We were traversing entirely different spiritual planes. My feet were planted firmly on the ground, where I was searching for answers through evidence and reason. I tried to communicate my findings to my mother, who floated among stars and planets. But she couldn’t hear me, or maybe she just wasn’t listening. Instead, she was querying the heavens, waiting for a response.
She was querying the heavens, waiting for a response.
*
Over time, most of my mother’s suspicions about my father’s infidelity proved to be correct. In spite of her prayers (and of the supposedly intrinsic compatibility between Capricorns and Scorpios), my father never came back to my mother. Roughly five years after my father first proposed it, my parents divorced. It seemed to me that my mother’s gods forsook her as well.
My mother sees it differently. In her explanations, God came through for her in unexpected ways. God led her to my father’s emails in the first place. God wanted to warn her about my father’s deceit. God then sent her two guardian angels who coached her through her despair. And finally, God imbued her with the strength to accept that divorce was inevitable and to start anew in a different house, with a different partner.
No , I want to tell her. It was all you—your clever deduction that Dad was lying when he said there was no one else; your persistent investigation, through great personal pain, of the cracks in the foundation on which our comfortable life rested; your ability to imagine and plan a better, healthier life for you and me. It wasn’t perfect, but it was the right thing to do. The rational course of action. Exemplary Capricorn behavior.
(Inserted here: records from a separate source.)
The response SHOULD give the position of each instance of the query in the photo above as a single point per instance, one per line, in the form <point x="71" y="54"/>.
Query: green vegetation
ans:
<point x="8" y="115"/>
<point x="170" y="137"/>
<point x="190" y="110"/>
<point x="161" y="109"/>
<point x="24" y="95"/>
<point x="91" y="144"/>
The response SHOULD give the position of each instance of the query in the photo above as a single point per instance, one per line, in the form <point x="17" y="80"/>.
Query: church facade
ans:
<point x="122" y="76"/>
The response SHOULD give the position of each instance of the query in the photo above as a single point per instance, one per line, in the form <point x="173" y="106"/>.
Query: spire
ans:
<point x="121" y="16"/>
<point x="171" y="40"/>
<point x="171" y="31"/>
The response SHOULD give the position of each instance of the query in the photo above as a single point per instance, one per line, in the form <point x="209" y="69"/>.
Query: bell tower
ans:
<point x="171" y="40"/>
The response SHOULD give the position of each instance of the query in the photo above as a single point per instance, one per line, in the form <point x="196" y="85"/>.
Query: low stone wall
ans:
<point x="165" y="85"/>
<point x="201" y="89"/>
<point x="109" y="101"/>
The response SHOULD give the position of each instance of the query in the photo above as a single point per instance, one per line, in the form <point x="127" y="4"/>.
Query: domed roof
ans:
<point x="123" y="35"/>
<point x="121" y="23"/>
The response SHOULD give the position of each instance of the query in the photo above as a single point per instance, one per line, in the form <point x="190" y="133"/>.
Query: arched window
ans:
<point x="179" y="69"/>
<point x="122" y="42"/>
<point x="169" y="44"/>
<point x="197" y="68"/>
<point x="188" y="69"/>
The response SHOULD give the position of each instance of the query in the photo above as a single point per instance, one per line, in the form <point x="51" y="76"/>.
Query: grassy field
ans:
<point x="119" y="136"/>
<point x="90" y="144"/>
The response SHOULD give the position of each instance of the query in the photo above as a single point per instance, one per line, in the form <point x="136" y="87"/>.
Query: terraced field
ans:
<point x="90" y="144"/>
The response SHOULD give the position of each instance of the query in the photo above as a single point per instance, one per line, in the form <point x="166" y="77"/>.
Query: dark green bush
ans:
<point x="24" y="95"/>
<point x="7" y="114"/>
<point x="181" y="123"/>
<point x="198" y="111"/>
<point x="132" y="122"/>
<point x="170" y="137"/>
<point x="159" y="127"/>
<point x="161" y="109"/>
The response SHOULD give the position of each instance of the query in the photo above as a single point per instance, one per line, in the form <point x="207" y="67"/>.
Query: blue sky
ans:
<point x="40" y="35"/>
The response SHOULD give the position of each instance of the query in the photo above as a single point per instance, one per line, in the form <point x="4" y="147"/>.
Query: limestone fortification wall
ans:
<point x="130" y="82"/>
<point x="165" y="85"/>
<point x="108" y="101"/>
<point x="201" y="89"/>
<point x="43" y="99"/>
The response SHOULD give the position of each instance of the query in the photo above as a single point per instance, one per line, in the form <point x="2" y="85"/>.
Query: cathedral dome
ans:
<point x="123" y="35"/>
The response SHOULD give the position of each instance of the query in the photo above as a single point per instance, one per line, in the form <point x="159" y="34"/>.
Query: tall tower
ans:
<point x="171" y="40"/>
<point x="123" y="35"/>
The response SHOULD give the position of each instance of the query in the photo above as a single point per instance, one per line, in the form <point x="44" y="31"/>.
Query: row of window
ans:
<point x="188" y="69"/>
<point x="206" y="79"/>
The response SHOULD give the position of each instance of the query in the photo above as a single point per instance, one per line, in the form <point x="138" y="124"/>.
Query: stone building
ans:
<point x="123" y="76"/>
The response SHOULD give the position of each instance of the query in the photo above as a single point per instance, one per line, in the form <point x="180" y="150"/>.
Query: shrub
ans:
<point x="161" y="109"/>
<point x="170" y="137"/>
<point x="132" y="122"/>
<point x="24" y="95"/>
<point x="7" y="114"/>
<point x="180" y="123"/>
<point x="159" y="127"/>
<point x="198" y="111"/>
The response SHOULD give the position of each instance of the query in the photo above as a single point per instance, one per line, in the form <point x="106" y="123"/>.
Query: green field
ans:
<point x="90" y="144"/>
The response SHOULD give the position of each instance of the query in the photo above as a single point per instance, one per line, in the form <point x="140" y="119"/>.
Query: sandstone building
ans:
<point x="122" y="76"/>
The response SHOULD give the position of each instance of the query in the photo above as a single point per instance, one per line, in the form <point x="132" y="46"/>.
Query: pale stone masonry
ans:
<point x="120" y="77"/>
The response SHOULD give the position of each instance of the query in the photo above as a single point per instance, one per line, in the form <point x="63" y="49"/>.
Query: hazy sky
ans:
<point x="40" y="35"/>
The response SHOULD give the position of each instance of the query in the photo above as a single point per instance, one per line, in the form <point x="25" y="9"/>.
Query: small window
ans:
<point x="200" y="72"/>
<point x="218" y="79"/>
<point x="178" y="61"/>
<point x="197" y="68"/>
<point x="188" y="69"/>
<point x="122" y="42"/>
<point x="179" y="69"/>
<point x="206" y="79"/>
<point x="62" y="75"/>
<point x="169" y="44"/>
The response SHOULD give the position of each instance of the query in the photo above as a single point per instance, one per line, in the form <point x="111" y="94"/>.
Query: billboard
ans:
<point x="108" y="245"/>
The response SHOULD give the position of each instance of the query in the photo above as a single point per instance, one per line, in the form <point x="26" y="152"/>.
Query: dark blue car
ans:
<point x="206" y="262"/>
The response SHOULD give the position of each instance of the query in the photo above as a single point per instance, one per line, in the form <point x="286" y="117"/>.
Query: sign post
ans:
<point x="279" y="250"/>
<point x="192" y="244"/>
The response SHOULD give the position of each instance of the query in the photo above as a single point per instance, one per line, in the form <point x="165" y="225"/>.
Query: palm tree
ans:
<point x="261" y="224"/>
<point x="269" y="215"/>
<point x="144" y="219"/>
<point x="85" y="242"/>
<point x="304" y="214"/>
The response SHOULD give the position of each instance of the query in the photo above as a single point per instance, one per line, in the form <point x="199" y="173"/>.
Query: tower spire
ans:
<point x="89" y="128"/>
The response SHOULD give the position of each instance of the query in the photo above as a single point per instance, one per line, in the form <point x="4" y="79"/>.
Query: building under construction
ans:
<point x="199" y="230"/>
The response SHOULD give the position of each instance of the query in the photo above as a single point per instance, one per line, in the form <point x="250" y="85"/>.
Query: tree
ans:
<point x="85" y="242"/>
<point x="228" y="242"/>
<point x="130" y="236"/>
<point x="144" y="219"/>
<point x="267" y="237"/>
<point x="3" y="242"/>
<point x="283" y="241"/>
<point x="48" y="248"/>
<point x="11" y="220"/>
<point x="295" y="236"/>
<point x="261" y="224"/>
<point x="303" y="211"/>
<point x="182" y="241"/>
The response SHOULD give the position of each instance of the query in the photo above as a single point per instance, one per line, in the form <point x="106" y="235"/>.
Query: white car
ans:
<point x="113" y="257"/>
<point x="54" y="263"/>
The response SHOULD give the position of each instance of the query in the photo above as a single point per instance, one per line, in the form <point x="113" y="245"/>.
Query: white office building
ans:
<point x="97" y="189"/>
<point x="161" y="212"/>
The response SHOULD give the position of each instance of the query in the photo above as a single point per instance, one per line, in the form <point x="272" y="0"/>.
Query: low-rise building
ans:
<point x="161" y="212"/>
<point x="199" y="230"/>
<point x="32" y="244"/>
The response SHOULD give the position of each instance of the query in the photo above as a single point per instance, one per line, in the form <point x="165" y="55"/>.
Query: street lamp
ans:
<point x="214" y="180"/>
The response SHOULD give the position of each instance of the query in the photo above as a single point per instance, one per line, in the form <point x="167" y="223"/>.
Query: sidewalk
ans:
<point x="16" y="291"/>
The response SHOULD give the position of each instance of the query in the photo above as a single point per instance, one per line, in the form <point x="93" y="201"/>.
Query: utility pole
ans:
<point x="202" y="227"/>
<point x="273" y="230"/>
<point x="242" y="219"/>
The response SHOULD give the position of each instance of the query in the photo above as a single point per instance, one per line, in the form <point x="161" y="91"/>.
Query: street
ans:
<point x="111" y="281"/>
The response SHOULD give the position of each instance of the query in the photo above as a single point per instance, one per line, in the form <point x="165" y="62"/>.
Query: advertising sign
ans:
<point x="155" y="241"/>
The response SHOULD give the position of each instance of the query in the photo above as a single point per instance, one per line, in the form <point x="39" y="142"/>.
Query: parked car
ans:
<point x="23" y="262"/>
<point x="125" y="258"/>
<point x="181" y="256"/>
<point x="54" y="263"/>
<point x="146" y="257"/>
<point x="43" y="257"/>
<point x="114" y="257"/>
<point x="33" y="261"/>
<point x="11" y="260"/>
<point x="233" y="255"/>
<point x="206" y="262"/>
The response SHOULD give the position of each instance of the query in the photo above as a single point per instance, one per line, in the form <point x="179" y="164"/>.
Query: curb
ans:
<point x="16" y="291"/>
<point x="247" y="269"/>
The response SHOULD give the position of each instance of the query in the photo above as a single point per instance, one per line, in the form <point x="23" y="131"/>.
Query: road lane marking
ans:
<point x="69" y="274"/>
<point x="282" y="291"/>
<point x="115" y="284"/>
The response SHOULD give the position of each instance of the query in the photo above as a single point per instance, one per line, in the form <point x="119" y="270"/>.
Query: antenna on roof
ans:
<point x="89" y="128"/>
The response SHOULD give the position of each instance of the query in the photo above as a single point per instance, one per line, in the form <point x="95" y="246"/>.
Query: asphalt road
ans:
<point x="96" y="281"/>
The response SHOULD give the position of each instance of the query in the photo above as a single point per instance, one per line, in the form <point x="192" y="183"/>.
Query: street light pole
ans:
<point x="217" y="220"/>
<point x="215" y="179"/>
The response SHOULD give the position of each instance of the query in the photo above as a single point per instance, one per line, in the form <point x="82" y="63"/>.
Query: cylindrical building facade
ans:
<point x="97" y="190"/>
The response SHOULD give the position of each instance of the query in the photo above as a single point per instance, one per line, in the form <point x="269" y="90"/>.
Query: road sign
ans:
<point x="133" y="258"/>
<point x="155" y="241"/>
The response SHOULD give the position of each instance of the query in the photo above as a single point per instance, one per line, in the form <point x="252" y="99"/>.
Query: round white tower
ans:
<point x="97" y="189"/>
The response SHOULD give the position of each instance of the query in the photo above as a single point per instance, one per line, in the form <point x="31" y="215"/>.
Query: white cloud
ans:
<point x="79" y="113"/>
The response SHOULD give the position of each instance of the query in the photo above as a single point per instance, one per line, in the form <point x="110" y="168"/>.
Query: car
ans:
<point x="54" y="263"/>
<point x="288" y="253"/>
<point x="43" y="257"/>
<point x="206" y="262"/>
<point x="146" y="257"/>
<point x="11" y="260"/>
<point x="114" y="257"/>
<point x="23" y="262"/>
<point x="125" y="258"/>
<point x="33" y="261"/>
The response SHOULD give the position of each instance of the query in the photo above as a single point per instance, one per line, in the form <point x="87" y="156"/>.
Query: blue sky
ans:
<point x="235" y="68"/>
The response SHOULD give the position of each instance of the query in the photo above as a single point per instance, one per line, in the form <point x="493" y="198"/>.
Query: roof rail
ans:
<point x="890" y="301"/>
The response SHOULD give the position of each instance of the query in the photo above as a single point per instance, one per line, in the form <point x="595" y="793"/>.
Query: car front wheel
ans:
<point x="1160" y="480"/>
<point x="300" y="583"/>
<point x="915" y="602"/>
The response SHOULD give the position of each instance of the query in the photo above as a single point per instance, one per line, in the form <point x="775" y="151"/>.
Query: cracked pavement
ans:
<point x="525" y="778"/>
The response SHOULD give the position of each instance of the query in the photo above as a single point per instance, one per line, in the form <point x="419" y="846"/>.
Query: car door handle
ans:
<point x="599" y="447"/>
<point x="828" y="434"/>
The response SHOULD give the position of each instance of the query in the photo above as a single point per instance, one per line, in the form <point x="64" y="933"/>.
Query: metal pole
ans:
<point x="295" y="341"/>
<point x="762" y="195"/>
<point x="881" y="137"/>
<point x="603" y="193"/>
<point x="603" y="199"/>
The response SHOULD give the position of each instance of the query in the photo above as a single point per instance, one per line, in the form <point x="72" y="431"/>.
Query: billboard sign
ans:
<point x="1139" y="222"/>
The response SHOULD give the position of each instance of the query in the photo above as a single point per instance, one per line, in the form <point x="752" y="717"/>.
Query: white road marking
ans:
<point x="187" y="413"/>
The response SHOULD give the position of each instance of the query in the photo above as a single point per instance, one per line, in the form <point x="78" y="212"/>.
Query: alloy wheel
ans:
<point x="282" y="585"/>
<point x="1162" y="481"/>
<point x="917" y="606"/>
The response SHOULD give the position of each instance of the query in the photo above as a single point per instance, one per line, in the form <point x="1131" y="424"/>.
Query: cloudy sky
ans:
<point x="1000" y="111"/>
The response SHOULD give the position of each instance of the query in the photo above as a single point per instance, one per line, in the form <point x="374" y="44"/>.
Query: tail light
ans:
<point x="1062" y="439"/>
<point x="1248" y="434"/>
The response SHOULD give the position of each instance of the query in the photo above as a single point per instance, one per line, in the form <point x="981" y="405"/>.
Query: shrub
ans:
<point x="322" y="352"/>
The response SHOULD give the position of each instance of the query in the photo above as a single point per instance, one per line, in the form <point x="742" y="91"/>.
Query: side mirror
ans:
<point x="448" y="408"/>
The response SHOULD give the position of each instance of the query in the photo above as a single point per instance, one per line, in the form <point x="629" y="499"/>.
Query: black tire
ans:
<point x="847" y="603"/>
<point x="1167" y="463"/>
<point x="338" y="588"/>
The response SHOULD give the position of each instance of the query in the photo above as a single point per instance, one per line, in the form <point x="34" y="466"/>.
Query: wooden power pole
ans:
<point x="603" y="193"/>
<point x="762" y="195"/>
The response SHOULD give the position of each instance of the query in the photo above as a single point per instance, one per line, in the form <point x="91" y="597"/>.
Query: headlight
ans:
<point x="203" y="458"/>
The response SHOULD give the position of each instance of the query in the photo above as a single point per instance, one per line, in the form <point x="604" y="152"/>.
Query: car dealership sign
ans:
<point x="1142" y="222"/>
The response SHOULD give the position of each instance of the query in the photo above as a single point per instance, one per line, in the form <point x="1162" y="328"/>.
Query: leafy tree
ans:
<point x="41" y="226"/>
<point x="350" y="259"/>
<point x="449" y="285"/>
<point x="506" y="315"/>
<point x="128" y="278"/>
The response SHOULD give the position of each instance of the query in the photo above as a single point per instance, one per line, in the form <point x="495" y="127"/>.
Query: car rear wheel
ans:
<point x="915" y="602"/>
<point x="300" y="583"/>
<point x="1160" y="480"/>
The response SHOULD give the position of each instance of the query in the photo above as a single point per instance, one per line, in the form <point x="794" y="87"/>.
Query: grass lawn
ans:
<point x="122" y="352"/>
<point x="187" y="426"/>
I hold my tongue. My mother tells her version of the story in order to live. I tell my own to do the same.
I’ve heard people say that the realization that your parents are imperfect is a necessary step toward adulthood. But when I learned that my father—the hardest worker I know, the man who provided so much for me—had a secret second life, it felt like the earth dropped out from under me. I spun out into orbit, searching for a new foundation. I still don’t know exactly where I’ll end up.
As it is, I’m here, somewhere out in space, closer to my mother.